Parallel iterators, part 3: Consumers

14 November 2016

This post is the (long awaited, or at least long promised) third post in my series on Rayon’s parallel iterators. The previous two posts were some time ago, but I’ve been feeling inspired to push more on Rayon lately, and I remembered that I had never finished this blog post series.

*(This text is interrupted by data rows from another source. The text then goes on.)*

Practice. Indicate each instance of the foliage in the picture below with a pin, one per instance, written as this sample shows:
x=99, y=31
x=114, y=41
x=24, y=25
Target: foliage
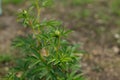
x=48, y=56
x=115, y=4
x=13, y=1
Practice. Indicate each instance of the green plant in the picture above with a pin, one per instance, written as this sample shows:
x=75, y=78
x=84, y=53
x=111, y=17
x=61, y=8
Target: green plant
x=48, y=56
x=81, y=2
x=12, y=1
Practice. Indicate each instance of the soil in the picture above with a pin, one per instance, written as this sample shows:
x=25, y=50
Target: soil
x=101, y=60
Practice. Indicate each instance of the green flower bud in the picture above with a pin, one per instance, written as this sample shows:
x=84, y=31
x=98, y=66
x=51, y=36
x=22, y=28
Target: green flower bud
x=57, y=33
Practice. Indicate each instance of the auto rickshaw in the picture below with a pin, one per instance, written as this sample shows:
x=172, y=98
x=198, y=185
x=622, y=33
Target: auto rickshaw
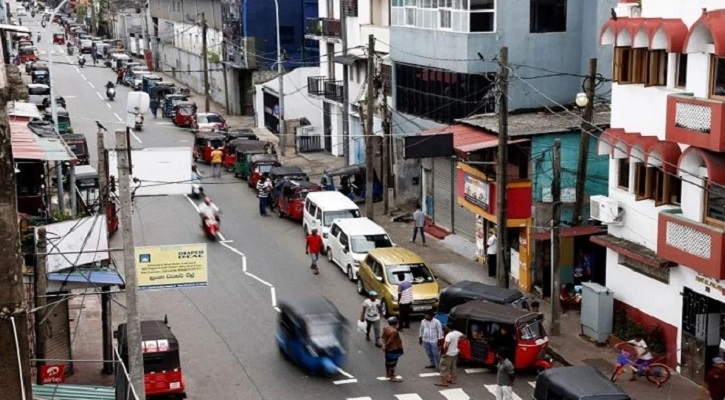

Here is a list of the other posts in the series. If you haven’t read them, or don’t remember them, you will want to do so before reading this one:

The first post, “Foundations”, explains how sequential iterators work. It is also a nice introduction to some of the key techniques for zero-cost abstraction.
The second post, “Producers”, then shows how we can adapt the sequential iterator approach to permit parallel iteration. It focuses on the concept of parallel producers: these are basically splittable iterators. They give you the ability to say “break this producer into two producer, one of which produces the left half, and one the right half”. You can then process those two halves in parallel. When the number of work items gets small enough, you can convert a producer into a sequential iterator and consume it sequentially.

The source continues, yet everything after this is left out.